Wednesday, March 24, 2010

Review: Green Metropolis

David Owen. Green Metropolis: Why Living Smaller, Living Closer, and Driving Less Are the Keys to Sustainability. New York: Riverhead Books, 2009. 357pp.

Owen's thesis is deceptively simple: New York City, especially Manhattan, is the best available model of a sustainable human life.  Because they fail to recognize this, Owen argues, environmentalists and green-minded consumers have been marching off in the wrong direction, bringing us all that much more quickly to the edge of environmental disaster. 

There are advantages to this kind of simplicity.  From this perspective, Owen offers a number of compelling and sharp-edged critiques of popular delusions about sustainability and environmental responsibility, including the anti-urban, back-to-the-land proclivities of modern environmentalism (18-21), the false hopes of solar power (239-245) and hydrogen (260-262) as sources of alternative energy, the local-food movement (300-305), hybrid cars (99), argon-filled windows (247-255), recycling (296-297), and the frenetic green consumerism embodied in such phenomena as "LEED brain" (230).

This last could use some explanation.  Leadership in Energy and Environmental Design (LEED) is a program of the U.S. Green Building Council, through which buildings may receive one of four levels of certification on the basis of a tabulation of points.  Solar panels, water recycling systems, and suchlike all receive points.  The problem, as Owen sees it, is that the program sets up perverse incentives.  The designers and owners of a building may glory in its LEED certification even if the building embodies terrible inefficiencies. Many a LEED-certified building stands alone on a remote suburban or exurban lot, accessible only by car. The point system also feeds the consumerist delusion that we can find our way to sustainability by the mere accumulation of more and more high-tech gadgets. (The term, "LEED brain," comes from a 2005 article by Auden Schendler and Randy Udall.)
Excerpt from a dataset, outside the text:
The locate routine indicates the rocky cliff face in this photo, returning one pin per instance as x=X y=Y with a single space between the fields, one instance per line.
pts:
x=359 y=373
There is a great need for this kind of critique, a sure-handed demolition of delusions and false hopes to make way for clearer thinking about our current situation. And yet, as I have suggested, the seeming simplicity and clarity of Owen's view is deceptive: he floats his thesis on a raft of assumptions so problematic that Owen himself has trouble maintaining them for the length of the book.

Owen assumes, for example, that the only "environmental problem" that matters is that of sustainability, and the sole measure of sustainability is per capita energy consumption. This, coupled with the common assumption that "the environment" is whatever and wherever humans are not, and with the assumption that humans are basically irrational and have to be forced by circumstance to behave responsibly, leads Owen to some very peculiar conclusions.
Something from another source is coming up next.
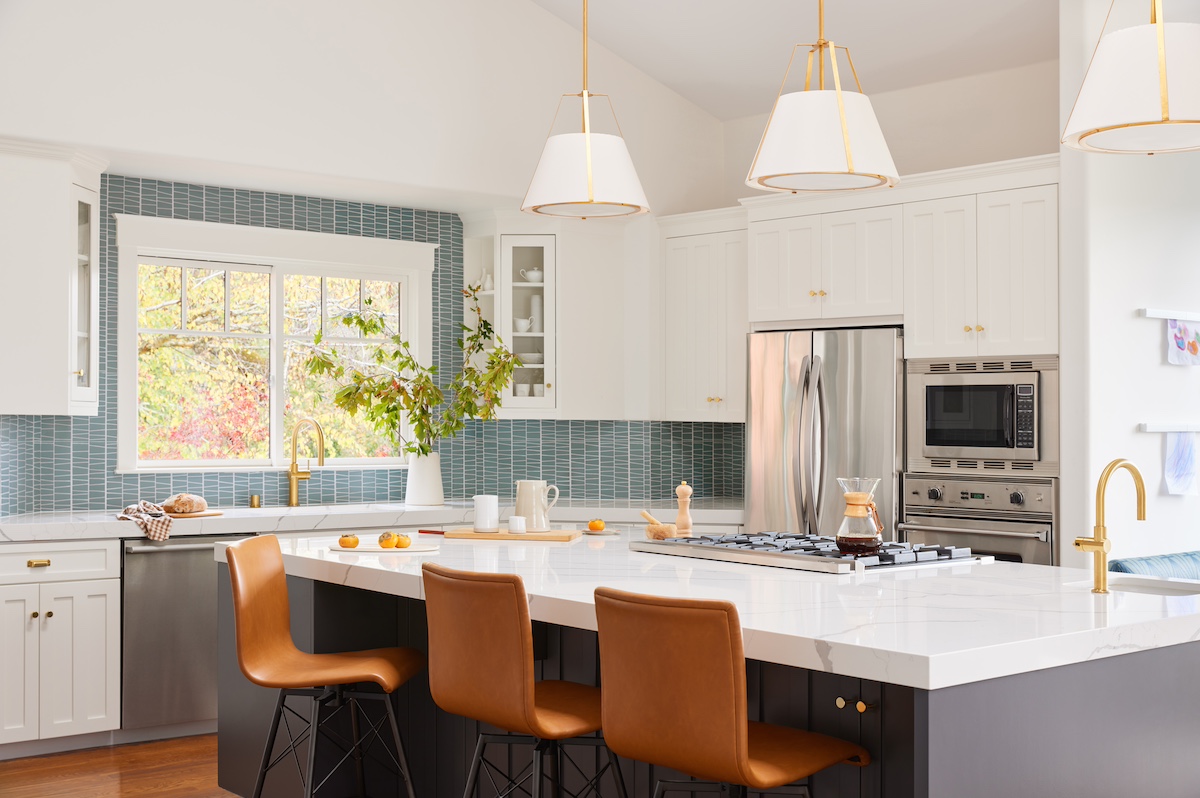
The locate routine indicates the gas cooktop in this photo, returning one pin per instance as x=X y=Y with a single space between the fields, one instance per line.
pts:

For example, Owen admits freely that life in dense urban centers has its "drawbacks," including crowding, pollution, and vulnerability to one kind of disaster or another (30-31). He makes it clear, however, that these are not environmental problems, because they are not primarily concerned with resource depletion or climate change. Whatever inconvenience or ugliness or risk urban dwellers must bear is simply negated by the built-in efficiency of dense urban life: it is, by that fact alone, "green."

There is some validity to this point: density can yield efficiency, no question.

The problem is precisely that efficiency is not the only goal worth striving for, and not the only measure of environmental value. Yes, efficiency and density can be good, all else being equal.  But, as Owen himself admits, all else is not equal.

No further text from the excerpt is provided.